Feature Engineering and Resampling Strategies for Fund Transfer Fraud with Limited Transaction Data and a Time-Inhomogeneous Modi Operandi

Detecting financial fraud to profile crimes and pinpoint system vulnerabilities is an essential issue in the financial industry. Because of interpretability requirements and the lack of mass transaction data due to privacy regulations, sophisticated handcrafted features have been adopted in much of the literature for fraud detection. In addition to established recency, frequency, monetary, and anomaly features, we propose behavior- and segmentation-type features based on statistical characteristics belonging solely to (non-)fraudulent accounts informed by financial expertise. Our proposed features are difficult for automatic feature generators to synthesize, and provide transparent cause-effect relationships and good prediction results. Features with time-inhomogeneous properties cause popular boosting classifiers such as XGBoost and LGBM to produce unstable detection results. We use the Kolmogorov-Smirnov test to detect and remove these features to improve XGBoost and LGBM detection performance and robustness. The resulting performance shown in our experiments is better than that of other classifiers, such as SVM and random forests. We examine the advantage of our technique by comparing it with several feature engineering works on fraud detection and automatic feature generation methods.
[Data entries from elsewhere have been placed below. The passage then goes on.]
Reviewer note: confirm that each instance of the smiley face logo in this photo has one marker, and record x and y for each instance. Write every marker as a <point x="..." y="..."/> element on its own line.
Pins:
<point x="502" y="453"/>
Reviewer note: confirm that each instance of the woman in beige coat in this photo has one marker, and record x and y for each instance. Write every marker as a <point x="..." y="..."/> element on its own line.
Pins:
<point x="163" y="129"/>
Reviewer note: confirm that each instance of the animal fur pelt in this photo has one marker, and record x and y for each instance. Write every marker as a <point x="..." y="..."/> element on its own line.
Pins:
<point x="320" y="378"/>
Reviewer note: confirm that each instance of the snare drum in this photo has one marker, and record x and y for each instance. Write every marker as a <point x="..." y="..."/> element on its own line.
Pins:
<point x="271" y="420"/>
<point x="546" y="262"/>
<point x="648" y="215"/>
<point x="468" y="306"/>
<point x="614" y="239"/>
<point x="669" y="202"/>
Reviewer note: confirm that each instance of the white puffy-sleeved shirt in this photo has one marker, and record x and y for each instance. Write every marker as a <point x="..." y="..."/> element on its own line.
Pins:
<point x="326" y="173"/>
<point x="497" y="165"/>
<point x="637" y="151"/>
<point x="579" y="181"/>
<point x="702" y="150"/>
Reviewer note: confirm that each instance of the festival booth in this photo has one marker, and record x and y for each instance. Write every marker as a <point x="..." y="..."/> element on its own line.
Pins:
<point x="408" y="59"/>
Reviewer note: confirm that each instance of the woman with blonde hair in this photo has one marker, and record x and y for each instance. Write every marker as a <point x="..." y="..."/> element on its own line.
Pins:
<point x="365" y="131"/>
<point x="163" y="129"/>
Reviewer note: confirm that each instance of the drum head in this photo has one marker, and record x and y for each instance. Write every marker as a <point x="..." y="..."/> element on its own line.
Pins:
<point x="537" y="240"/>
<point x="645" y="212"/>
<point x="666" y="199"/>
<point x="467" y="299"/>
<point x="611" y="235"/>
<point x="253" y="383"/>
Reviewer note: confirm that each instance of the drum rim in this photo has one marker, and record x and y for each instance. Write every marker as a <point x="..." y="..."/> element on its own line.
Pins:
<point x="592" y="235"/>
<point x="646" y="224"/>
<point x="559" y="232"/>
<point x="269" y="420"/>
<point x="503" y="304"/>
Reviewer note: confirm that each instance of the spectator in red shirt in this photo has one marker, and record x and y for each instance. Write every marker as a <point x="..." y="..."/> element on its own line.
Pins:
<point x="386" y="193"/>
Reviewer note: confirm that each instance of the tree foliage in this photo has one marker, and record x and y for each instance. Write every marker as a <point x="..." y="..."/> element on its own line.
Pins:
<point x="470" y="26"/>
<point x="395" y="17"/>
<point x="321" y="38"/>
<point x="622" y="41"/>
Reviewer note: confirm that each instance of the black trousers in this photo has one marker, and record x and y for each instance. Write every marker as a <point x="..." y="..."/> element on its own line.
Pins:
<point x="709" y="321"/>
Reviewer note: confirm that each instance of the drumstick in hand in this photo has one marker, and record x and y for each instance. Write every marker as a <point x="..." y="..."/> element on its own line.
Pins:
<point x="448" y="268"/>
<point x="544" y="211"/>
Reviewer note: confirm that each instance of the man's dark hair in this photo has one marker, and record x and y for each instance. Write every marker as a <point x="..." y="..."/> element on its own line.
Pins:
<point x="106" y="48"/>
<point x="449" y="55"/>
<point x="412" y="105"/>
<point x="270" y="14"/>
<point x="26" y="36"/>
On the other hand, we also find that generating training/testing sets with random sampling falsely eliminates such time inhomogeneity and results in misleading assessments of the robustness of machine learning models. These time-inhomogeneous phenomena also entail various modus operandi patterns, which influence the performance of different resampling methods for addressing data imbalance in fraud detection. Improper linear interpolation of SMOTE-related approaches leads to poor performance due to varying patterns of modi operandi. However, synthesizing fraudulent samples with simple oversampling and GANs mitigates this problem.